In this talk, we mainly introduce our recent studies on Digital Twin for 6G. We will first present Digital Twin concepts and models; as well as our proposed new research paradigm DITEN (Digital Twin Edge Networks) in 6G. Then, we focus on research problems related to: (i) communication-efficient federated learning for DITEN; (ii) reduced latency Blockchain and federated learning for DITEN; and (iii) edge association as a new unique research challenge in Digital Twin for 6G. Finally, we point out open research questions for further study.
Prof. Bin Hu
Lanzhou University, China
Editor-in-Chief for IEEE Transactions on Computational Social Systems, IET Fellow
Title: Computational Psychophysiology Based Pervasive Technologies for Mental Health
Dr. Hu was elected as a Fellow of the Institution of Engineering and Technology (IET). He was a recipient of many research awards, including the 2014 China Overseas Innovation Talent Award, the 2016 Chinese Ministry of Education Technology Invention Award, the 2018 Chinese National Technology Invention Award, and the 2019 WIPO-CNIPA Award for Chinese Outstanding Patented Invention. He is also the TC Co-Chair of computational psychophysiology in the IEEE Systems, Man, and Cybernetics Society (SMC), the TC Co-Chair of cognitive computing in IEEE SMC, and the Vice-Chair of the TC 9.1. Economic, Business, and Financial Systems on Social Media at the International Federation of Automatic Control (IFAC). He is also a Member-at-Large of the ACM China Council and the Vice-Chair of the China Committee of the International Society for Social Neuroscience. He serves as the Editor-in-Chief for IEEE TRANSACTIONS ON COMPUTATIONAL SOCIAL SYSTEMS and an Associate Editor for IEEE TRANSACTIONS ON AFFECTIVE COMPUTING.

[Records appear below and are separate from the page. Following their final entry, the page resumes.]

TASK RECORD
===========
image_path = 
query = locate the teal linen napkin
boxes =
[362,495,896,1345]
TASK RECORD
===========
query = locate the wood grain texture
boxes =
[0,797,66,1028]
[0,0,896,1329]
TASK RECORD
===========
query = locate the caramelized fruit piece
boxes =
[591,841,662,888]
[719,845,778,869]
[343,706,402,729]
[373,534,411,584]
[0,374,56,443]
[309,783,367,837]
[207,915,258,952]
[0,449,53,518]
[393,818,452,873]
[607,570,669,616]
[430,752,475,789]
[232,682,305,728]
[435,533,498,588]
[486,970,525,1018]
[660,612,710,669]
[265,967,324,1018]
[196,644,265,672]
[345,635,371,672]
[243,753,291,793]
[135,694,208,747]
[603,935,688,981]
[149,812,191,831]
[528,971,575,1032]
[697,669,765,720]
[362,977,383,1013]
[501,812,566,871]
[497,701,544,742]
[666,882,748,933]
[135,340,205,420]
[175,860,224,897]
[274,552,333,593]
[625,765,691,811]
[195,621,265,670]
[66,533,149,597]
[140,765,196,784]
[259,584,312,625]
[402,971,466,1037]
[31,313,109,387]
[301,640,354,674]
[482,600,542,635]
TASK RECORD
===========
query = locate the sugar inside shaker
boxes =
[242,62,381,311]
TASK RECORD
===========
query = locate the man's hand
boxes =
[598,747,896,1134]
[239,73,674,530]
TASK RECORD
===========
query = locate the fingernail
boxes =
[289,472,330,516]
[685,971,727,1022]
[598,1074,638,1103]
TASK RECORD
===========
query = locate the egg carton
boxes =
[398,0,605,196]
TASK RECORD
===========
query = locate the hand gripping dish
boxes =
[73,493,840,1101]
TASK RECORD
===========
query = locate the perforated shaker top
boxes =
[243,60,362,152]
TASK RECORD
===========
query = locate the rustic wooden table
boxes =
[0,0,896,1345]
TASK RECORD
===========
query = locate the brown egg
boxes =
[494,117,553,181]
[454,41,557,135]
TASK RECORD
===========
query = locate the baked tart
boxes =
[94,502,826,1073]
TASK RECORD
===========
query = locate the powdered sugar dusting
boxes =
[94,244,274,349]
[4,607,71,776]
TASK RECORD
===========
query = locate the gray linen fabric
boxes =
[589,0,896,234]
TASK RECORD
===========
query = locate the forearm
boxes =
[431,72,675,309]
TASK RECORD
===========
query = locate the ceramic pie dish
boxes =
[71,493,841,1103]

Computational psychophysiology is a new direction that broadens the field of psychophysiology by allowing for the identification and integration of multimodal signals to test specific models of mental states and psychological processes. Additionally, such approaches allows for the extraction of multiple signals from large-scale multidimensional data, with a greater ability to differentiate signals embedded in background noise. Further, these approaches allows for a better understanding of the complex psychophysiological processes underlying brain disorders such as autism spectrum disorder, depression, and anxiety. Given the widely acknowledged limitations of psychiatric nosology and the limited treatment options available, new computational models based pervasive technologies may provide solutions for multidimensional diagnostic systems and potentially new treatment approaches.